Les gestionnaires masculins dont les clients percevaient l'emploi comme un «travail de femme» éprouvaient un désavantage particulièrement important par rapport aux gestionnaires masculins dont les clients percevaient l'emploi comme un «travail d'homme».

Lorsque les hommes sont intervenus pour travailler avec un client qui avait initialement travaillé avec un autre gestionnaire de prêt, le client était très conforme à ses directives. Mais lorsque les hommes sont intervenus pour travailler avec un client qui avait initialement travaillé avec une femme gestionnaire de prêt, le client leur accordait beaucoup moins d'autorité. Ils étaient beaucoup moins complaisants qu'ils ne l'auraient été s'ils avaient d'abord travaillé avec un gestionnaire de prêt masculin.

Les emplois genrés nous nuisent tous

Lorsque les stéréotypes de genre s'attachent à un travail, cela fausse l'autorité que les gens attribuent à l'homme ou à la femme qui travaille à ce poste. De cette façon, les hommes éprouvent des préjugés négatifs lorsqu'ils travaillent dans des positions que d'autres associent aux femmes.

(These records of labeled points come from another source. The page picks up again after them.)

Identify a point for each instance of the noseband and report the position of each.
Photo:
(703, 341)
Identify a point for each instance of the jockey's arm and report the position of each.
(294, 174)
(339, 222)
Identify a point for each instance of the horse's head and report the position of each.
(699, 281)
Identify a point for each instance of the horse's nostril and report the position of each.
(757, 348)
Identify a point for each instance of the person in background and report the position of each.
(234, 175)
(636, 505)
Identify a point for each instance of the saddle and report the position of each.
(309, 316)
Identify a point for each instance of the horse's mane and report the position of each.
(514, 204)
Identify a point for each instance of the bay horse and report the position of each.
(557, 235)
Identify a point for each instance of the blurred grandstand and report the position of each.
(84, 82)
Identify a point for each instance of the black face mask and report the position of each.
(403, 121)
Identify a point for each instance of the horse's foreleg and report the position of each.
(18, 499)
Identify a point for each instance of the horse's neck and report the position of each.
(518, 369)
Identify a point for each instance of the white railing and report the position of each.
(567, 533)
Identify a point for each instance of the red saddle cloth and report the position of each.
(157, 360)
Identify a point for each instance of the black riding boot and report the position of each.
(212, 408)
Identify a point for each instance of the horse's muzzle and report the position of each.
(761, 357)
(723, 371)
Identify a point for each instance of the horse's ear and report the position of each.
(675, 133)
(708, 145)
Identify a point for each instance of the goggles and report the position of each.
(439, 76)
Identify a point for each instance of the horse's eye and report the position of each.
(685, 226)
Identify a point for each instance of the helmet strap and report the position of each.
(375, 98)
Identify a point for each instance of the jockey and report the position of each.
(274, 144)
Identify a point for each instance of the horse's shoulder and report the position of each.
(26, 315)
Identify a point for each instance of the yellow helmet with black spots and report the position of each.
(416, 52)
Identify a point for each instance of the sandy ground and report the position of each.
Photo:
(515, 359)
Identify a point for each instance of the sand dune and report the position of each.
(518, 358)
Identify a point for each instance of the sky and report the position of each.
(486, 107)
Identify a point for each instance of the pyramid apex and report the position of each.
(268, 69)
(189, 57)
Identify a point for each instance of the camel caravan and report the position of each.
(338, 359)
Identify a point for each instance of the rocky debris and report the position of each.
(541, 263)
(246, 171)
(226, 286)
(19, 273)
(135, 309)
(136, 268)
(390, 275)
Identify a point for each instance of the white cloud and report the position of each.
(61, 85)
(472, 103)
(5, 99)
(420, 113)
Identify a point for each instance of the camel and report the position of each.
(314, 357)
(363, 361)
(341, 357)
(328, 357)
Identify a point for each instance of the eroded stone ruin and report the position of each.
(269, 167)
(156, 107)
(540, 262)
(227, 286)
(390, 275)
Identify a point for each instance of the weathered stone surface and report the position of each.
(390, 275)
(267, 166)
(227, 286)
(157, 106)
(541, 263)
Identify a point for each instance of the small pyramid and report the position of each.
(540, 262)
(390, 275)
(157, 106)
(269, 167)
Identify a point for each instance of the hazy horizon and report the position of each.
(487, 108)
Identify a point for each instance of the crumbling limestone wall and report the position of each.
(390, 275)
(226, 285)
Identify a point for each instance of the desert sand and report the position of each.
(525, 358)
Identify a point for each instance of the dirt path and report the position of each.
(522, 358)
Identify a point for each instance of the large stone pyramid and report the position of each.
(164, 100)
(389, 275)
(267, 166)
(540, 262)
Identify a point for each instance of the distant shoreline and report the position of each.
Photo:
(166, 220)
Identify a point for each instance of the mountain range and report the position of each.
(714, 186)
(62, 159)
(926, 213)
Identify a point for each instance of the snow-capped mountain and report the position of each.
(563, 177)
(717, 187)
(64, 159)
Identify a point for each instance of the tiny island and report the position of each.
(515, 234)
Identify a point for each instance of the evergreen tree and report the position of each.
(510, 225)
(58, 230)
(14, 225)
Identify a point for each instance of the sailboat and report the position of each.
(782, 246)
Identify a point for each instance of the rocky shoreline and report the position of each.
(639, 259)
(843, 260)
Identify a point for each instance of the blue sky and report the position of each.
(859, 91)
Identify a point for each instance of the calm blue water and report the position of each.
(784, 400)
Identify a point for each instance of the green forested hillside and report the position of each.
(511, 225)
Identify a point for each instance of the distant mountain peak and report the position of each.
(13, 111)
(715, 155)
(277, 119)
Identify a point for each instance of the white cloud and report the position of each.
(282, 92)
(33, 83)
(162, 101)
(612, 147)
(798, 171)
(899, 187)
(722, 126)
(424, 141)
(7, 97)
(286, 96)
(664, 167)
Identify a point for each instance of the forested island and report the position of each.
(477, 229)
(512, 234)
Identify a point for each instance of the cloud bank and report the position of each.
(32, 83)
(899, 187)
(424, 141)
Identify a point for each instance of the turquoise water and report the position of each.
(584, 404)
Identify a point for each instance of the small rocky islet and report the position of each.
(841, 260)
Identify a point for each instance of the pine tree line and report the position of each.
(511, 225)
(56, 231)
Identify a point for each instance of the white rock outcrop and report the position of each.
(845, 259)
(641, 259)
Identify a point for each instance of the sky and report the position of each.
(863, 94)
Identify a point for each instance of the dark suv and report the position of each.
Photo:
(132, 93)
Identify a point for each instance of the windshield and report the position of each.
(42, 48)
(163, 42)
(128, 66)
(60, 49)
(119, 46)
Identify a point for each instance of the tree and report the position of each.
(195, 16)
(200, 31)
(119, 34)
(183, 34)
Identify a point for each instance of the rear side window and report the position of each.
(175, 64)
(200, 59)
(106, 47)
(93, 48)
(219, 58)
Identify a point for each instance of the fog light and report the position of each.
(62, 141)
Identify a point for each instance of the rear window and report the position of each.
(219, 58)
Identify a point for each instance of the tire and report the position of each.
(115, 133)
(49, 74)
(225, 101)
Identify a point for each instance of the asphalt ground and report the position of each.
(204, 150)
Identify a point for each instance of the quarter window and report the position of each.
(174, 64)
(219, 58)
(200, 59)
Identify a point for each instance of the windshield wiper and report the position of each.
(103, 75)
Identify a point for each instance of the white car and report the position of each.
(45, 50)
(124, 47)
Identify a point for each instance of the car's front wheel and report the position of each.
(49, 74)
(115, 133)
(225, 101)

Nos résultats montrent que, lorsque les hommes travaillent dans un travail de gestion que les gens associent à un homme et les stéréotypes masculins, ils sont en mesure d'exercer une autorité considérable sur les clients. Mais lorsque le même travail de gestion est associé à une femme, les hommes qui occupent ce poste sont considérés comme des sources d'autorité nettement moins légitimes.

En d'autres termes, notre étude suggère que le stéréotypage d'un travail en tant que «travail des femmes» et les préjugés sociétaux qui accordent aux femmes moins d'autorité que les hommes nous nuisent tous.

La ConversationIdéalement, nous voulons vivre dans un monde où nous effectuons le travail le mieux adapté à nos capacités et où un individu en position d'autorité reçoit le même respect, quel que soit son sexe. Si nous pouvons tous soutenir les hommes et les femmes qui travaillent dans des rôles sexospécifiques, peut-être que nous deviendrons moins susceptibles de dévaluer certains travailleurs sur la base de stéréotypes de genre arbitraires et démodés.

À propos des auteurs

Sarah Thebaud, professeure agrégée, sociologie, Université de Californie, Santa Barbara et Laura Doering, professeure adjointe de stratégie et d'organisation, Université McGill

Cet article a été publié initialement le La Conversation. Lis le article original.